Processo n° |
REC 08/00521773 |
Unidade Gestora |
Prefeitura
Municipal de Seara |
Responsável |
Flávio Ragagnin – Prefeito
Municipal – 2000-2004 |
Assunto |
Recurso de Reconsideração – art.
77 da LC 202/00 |
Relatório n° |
663/2010 |
1. Relatório
Nos termos do Acórdão nº 1037/2008,
do egrégio Plenário desta Corte, prolatado em 07.07.08, o interessado e ora
recorrente foi condenado, na condição de Prefeito Municipal de Seara, período
2000-2004, ao pagamento de duas multas: a primeira, no valor de R$ 1.500,00,
pela não instauração do devido processo licitatório na compra de madeira para
distribuição a munícipes carentes, no montante de R$ 27.972,80; e, a segunda,
no valor de R$ 5.000,00, pela distribuição gratuita de material de construção
em período vedado pela legislação eleitoral (Lei nº 9.504/97, art. 73, IV), ato
que, além de sancionado por essa vedação, não estava incluído no rol daqueles
autorizados pelas Leis municipais nº 935/95/, 1.051/96 e 1.225/01, infringido,
assim, as disposições do art. 37, caput, da Constituição Federal.
Inconformado com aquela decisão,
interpôs Recurso de Reconsideração, nos termos do art. 15, inciso I, da Lei
Complementar estadual nº 202/2000, cuja tríade de admissibilidade
(legitimidade, tempestividade e singularidade) demonstrou-se presente e
comprovada.
A ilustrada Consultoria Geral,
através do Parecer nº 201/2010 (fls. 25-40), pronunciou-se pelo conhecimento e
desprovimento do recurso, seguindo-se manifestação no mesmo sentido do
Ministério Público junto ao Tribunal de Contas (fls. 41-49).
2. Voto
O recurso, de fato, não merece
provimento.
Quanto à primeira irregularidade
(dispensa indevida de licitação), alega o recorrente que o montante de R$
27.972,80 (que suplanta em muito a tolerabilidade de R$ 8.000,00 prevista na
Lei nº 9.648/98), utilizado para compra de madeira, resultou do somatório
indevido de várias aquisições distintas, com objetos e destinações
diferenciadas.
Sucede que, conforme apurou a
instrução (fl. 33), a madeira adquirida naquele valor, integrava um estoque de
materiais de construção, incluindo desde areia a prego, comprado pela
municipalidade para distribuição a munícipes carentes, nos termos do Convite n.

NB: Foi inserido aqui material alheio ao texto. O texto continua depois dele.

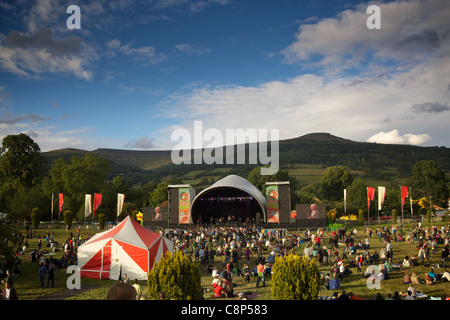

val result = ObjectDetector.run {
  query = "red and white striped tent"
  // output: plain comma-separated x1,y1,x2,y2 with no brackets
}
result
77,216,173,280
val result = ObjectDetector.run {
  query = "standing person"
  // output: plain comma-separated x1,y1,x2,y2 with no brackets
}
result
256,261,266,288
2,269,14,288
47,257,56,288
38,263,47,289
0,282,19,300
133,279,142,300
441,244,449,270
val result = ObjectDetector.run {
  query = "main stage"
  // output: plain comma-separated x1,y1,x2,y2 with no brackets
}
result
142,175,327,229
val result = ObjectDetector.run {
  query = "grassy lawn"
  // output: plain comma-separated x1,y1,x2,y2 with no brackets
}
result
4,220,450,300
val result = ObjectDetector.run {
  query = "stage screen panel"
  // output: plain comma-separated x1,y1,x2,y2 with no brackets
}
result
266,185,280,223
142,206,168,223
178,188,191,224
296,203,327,228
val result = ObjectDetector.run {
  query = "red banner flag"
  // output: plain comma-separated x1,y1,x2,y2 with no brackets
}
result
58,193,64,219
402,186,408,209
367,187,375,209
92,193,102,218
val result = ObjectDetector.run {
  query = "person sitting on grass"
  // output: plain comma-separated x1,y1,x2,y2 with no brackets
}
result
214,282,227,298
402,271,411,284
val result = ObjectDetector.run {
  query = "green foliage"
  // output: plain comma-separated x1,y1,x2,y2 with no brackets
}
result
148,179,183,207
347,178,367,214
321,166,353,201
247,167,298,208
63,210,75,229
409,160,449,206
0,133,45,212
0,223,18,264
42,154,110,216
31,208,41,229
147,251,202,300
270,254,320,300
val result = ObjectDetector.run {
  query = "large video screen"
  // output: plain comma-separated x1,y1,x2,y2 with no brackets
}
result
142,206,168,222
296,203,327,228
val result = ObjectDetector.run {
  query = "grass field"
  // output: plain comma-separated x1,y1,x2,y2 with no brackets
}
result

024/2004. Logo, tinha uma única finalidade, nada justificando o fracionamento
que o Recorrente entende legítimo.
Sabidamente, o pagamento fracionado
de bens e serviços, circunscritos temporal e materialmente a uma mesma
finalidade, mediante a emissão de documentos de despesa distintos, tem sido
prática comum (embora condenável) na Administração Pública, importando uma
burla à Lei de Licitações, que merece ser coibida por esta Corte.
Logo, a multa aplicada em função
dessa irregularidade merece ser mantida.
Quando ao segundo sancionamento,
decorrente da distribuição de material de construção a munícipes carentes em
período vedado pela legislação eleitoral, melhor sorte não está reservada ao
Recorrente.
Na sua defesa, enfatiza que não
infringiu a legislação eleitoral, pois, quando da distribuição do material, não
teria feito uso promocional de nenhum candidato e, tampouco, tido contato
pessoal com os munícipes beneficiados.
O argumento é irrelevante, à luz das
normas que definem a competência desta Corte de Contas, que não está legitimada
a emitir julgamentos sobre crimes ou infrações eleitorais. O que examina é se a
conduta e os atos administrativos do agente público se afeiçoam ou não aos
princípios da legalidade, impessoalidade, moralidade, publicidade e eficiência
previstos no caput do art. 37 da Constituição Federal.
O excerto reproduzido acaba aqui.